The second reality ignored by the Koch brothers is the one they least like to discuss, the one they spend so much money trying to obfuscate with their hired “merchants of doubt.” You want to talk about the uncompensated use of infrastructure? What about sewage infrastructure for 98 million tons per day of gaseous, heat-trapping waste that is daily released into our skies, threatening the future of human civilization? Is it acceptable to use the thin shell of atmosphere surrounding our planet as an open sewer? Free of charge? Really?

 

This, after all, is the reason the climate crisis has become an existential threat to the future of human civilization. Last April, the average CO2 concentrations in the Earth’s atmosphere exceeded 400 parts-per-million on a sustained basis for the first time in at least 800,000 years and probably for the first time in at least 4.5 million years (a period that was considerably warmer than at present).

According to a cautious analysis by the influential climate scientist James Hansen, the accumulated man-made global-warming pollution already built up in the Earth’s atmosphere now traps as much extra heat energy every day as would be released by the explosion of 400,000 Hiroshima-class nuclear bombs. It’s a big planet, but that’s a lot of energy.

And it is that heat energy that is giving the Earth a fever. Denialists hate the “fever” metaphor, but as the American Association for the Advancement of Science (AAAS) pointed out this year, “Just as a 1.4­degree-fever change would be seen as significant in a child’s body, a similar change in our Earth’s temperature is also a concern for human society.”

Thirteen of the 14 hottest years ever measured with instruments have occurred in this century. This is the 37th year in a row that has been hotter than the 20th-century average. April was the 350th month in a row hotter than the average in the preceding century. The past decade was by far the warmest decade ever measured.

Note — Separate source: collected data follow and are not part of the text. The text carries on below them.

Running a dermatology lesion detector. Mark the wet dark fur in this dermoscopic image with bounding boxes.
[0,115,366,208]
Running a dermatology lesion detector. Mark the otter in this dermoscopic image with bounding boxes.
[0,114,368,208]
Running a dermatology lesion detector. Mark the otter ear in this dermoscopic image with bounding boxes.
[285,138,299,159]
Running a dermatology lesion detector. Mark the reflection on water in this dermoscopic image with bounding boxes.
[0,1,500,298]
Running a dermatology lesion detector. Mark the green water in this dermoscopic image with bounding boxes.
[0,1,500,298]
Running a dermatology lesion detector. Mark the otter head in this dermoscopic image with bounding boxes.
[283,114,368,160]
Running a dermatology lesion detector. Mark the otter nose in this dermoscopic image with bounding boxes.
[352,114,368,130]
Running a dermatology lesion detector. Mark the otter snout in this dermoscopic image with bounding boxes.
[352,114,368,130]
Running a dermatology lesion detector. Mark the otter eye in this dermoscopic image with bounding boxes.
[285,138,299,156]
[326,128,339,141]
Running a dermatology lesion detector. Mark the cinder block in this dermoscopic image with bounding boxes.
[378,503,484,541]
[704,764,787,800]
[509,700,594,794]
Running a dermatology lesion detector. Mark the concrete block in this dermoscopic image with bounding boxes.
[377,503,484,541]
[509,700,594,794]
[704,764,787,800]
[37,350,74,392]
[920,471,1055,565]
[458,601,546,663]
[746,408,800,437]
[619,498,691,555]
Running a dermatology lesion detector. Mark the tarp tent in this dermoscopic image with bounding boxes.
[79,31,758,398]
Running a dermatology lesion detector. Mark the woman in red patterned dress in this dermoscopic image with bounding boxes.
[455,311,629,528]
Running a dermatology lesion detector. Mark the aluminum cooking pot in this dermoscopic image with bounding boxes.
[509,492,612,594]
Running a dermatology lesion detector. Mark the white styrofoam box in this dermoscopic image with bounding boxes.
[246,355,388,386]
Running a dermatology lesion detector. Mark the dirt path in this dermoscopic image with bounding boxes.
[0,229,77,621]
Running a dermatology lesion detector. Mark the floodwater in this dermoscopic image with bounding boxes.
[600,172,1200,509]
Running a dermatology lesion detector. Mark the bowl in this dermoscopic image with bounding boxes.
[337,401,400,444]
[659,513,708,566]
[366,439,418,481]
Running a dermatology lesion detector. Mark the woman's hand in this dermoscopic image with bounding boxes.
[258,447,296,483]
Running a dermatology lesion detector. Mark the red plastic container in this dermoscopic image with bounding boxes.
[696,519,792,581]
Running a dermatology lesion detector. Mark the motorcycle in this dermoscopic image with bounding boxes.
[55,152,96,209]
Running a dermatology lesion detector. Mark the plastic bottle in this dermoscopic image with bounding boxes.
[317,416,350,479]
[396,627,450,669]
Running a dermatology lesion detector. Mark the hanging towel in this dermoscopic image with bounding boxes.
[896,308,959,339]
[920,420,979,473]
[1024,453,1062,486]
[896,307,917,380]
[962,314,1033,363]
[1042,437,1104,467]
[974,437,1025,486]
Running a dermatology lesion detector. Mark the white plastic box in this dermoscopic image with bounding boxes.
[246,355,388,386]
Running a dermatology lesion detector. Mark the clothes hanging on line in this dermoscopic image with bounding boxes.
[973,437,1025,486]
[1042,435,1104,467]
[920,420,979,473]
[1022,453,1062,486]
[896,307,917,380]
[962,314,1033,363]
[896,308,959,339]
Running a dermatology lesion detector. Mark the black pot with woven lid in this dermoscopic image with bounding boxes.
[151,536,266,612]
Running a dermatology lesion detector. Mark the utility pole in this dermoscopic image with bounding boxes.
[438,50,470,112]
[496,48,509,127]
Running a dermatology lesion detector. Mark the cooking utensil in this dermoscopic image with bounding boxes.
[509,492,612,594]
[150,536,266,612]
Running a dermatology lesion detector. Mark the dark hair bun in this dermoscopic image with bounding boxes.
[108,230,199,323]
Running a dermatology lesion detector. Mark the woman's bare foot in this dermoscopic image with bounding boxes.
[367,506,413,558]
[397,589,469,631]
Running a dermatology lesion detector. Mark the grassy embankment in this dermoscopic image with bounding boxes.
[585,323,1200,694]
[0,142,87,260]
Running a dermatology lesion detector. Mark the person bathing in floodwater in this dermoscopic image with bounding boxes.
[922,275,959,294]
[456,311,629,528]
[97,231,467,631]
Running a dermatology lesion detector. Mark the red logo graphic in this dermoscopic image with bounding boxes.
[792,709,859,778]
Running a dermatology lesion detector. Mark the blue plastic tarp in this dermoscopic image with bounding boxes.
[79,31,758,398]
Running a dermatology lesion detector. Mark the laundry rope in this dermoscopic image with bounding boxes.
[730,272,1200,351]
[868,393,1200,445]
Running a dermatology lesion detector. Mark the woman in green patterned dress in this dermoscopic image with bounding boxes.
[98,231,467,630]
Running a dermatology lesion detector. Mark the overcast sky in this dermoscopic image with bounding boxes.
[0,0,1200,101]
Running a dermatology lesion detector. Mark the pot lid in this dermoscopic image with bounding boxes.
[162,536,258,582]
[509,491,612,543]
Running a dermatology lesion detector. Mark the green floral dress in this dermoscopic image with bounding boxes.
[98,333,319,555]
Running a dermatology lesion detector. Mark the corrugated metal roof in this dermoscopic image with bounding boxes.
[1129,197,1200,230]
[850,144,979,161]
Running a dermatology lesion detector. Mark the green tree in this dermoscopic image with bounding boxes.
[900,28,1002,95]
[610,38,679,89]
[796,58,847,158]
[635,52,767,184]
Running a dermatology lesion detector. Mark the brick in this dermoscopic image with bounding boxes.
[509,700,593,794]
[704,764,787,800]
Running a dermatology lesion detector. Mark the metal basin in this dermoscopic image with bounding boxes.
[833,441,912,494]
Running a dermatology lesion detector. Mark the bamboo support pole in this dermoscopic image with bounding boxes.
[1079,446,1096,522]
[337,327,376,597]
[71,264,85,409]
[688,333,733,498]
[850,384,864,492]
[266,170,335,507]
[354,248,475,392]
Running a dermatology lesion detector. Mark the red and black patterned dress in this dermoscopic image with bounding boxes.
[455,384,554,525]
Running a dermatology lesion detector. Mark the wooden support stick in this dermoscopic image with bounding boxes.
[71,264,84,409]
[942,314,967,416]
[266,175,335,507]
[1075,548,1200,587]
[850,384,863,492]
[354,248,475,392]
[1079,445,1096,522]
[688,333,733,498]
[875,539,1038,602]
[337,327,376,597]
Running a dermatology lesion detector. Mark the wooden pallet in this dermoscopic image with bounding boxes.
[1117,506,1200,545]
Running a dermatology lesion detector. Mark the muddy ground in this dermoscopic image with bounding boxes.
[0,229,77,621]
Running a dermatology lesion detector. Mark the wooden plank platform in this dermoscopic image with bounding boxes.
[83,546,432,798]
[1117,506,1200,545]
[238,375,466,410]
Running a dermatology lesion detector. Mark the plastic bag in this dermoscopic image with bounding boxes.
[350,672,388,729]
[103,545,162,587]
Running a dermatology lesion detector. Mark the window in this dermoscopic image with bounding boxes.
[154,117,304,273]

Many scientists expect the coming year could break all of these records by a fair margin because of the extra boost from the anticipated El Niño now gathering in the waters of the eastern Pacific. (The effects of periodic El Niño events are likely to become stronger because of global warming, and this one is projected by many scientists to be stronger than average, perhaps on the scale of the epic El Niño of 1997 to 1998.)

The fast-growing number of extreme-weather events, connected to the climate crisis, has already had a powerful impact on public attitudes toward global warming. A clear majority of Americans now acknowledge thatman-made pollution is responsible. As the storms, floods, mudslides, droughts, fires and other catastrophes become ever more destructive, the arcane discussions over how much of their extra-destructive force should be attributed to global warming have become largely irrelevant. The public at large feels it viscerally now. As Bob Dylan sang, “You don’t need a weatherman to know which way the wind blows.”

Besides, there is a simple difference between linear cause and effect and systemic cause and effect. As one of the world’s most-respected atmospheric scientists, Kevin Trenberth, has said, “The environment in which all storms form has changed owing to human activities.”

For example, when Supertyphoon Haiyan crossed the Pacific toward the Philippines last fall, the storm gained strength across seas that were 5.4 degrees Fahrenheit warmer than they used to be because of greenhouse­gas pollution. As a result, Haiyan went from being merely strong to being the most powerful and destructive ocean-based storm on record to make landfall. Four million people were displaced (more than twice as many as by the Indian Ocean tsunami of 10 years ago), and there are still more than 2 million Haiyan refugees desperately trying to rebuild their lives.

When Superstorm Sandy traversed the areas of the Atlantic Ocean windward of New York and New Jersey in 2012, the water temperature was nine degrees Fahrenheit warmer than normal. The extra convection energy in those waters fed the storm and made the winds stronger than they would otherwise have been. Moreover, the sea level was higher than it used to be, elevated by the melting of ice in the frozen regions of the Earth and the expanded volume of warmer ocean waters.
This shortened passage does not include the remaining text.